The training data is sampled from [BELLE](https://huggingface.co/BelleGroup) project, which consists of 500,000 SFT samples.

## Train Detail

一些训练上的细节:

1. 训练框架:该模型使用了修改过的[Chinese-LLaMA-Alpaca](https://github.com/ymcui/Chinese-LLaMA-Alpaca)项目进行训练。
2. Tokenizer:该模型使用了Chinese-Alpaca-Plus模型的tokenizer.model。这是因为LLama2本身的tokenizer.model同LLama1是一摸一样的。因此理论上可以完全复用Chinese-LLaMa项目的tokenizer而不会产生如何错位问题。
3. 训练参数:**该模型训练使用的超参数为:LoRA rank: 64, LR: 4e-4, Warmup ratio:  0.001.**
4. 训练资源:8卡V100。21小时
5. 训练起始的loss:9.1402
6. 训练终止的loss:1.4104

Some details in training:

1. Trianing Framework: This model is trained on modified [Chinese-LLaMA-Alpaca](https://github.com/ymcui/Chinese-LLaMA-Alpaca) Framework.
2. Tokenizer: This model utilizes the tokenizer.model from the Chinese-Alpaca-Plus model. The reason for this choice is that the tokenizer.model in LLama2 is identical to the one used in LLama1. As a result, it is theoretically feasible to entirely reuse the tokenizer from the Chinese-LLaMa project without encountering any issues related to token misalignment.
3. Training Parameters: **The hyperparams are: LoRA rank: 64, LR: 4e-4, Warmup ratio: 0.001.**
4. Training Resource: 8\*V100, 21 hours.
5. Initial Loss: 9.1402
6. Train Loss: 1.4104

## Inference

该模型依然采用stanford alpaca 模版。因此在测试时且别忘记添加开场白。开场白如下:

"Below is an instruction that describes a task. Write a response that appropriately completes the request.\n\n### Instruction:\n\n${Your Content}\n\n### Response:\n\n"

对于带上文的对话,开场白如下:

"Below is an instruction that describes a task. Write a response that appropriately completes the request.\n\n### Instruction:\n\nHuman:${Previous Human Content}\nAssistant:${Previous Assistance Content}\nHuman:${Your Question}\n\n### Response:\n\n"

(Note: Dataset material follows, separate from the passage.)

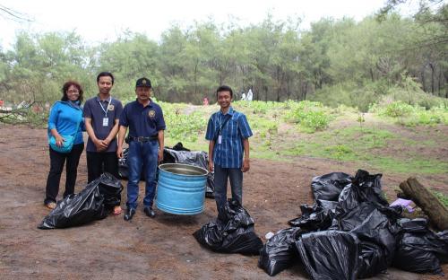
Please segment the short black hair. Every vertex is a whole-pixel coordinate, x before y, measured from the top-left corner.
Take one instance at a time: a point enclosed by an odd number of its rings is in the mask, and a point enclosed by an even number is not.
[[[114,84],[114,75],[110,72],[101,72],[97,76],[97,83],[99,82],[100,77],[110,77],[112,79],[112,84]]]
[[[228,85],[220,85],[218,90],[216,90],[216,97],[218,97],[218,93],[220,92],[230,92],[230,97],[233,97],[233,91],[232,88],[229,87]]]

This model still using the Stanford Alpaca template. Therefore, don't forget to add prologue template. The prologue template is:

"Below is an instruction that describes a task. Write a response that appropriately completes the request.\n\n### Instruction:\n\n${Your Content}\n\n### Response:\n\n"

For dialogue with context, the prelogue template is:

"Below is an instruction that describes a task. Write a response that appropriately completes the request.\n\n### Instruction:\n\nHuman:${Previous Human Content}\nAssistant:${Previous Machine Content}\nHuman:${Your Question}\n\n### Response:\n\n"

## Licence

本仓库的模型依照 Apache-2.0 协议开源,模型的权重的使用则需要遵循LLama2[MODEL LICENCE](LICENSE)。

This repository's models are open-sourced under the Apache-2.0 license, and their weight usage must adhere to LLama2 [MODEL LICENCE](LICENSE) license.

## Future Work

将会在近期逐步放出

1. 更大SFT数据规模训练下的模型。
2. 13B及以下的LLama2 同LLama2-chat的模型,以供大家对比。

I will release the following models:

1. Models trained on larger data scale.
2. Models trained on LLama2 and LLama2-chat (under the 13B, since I only have V100), for comparison.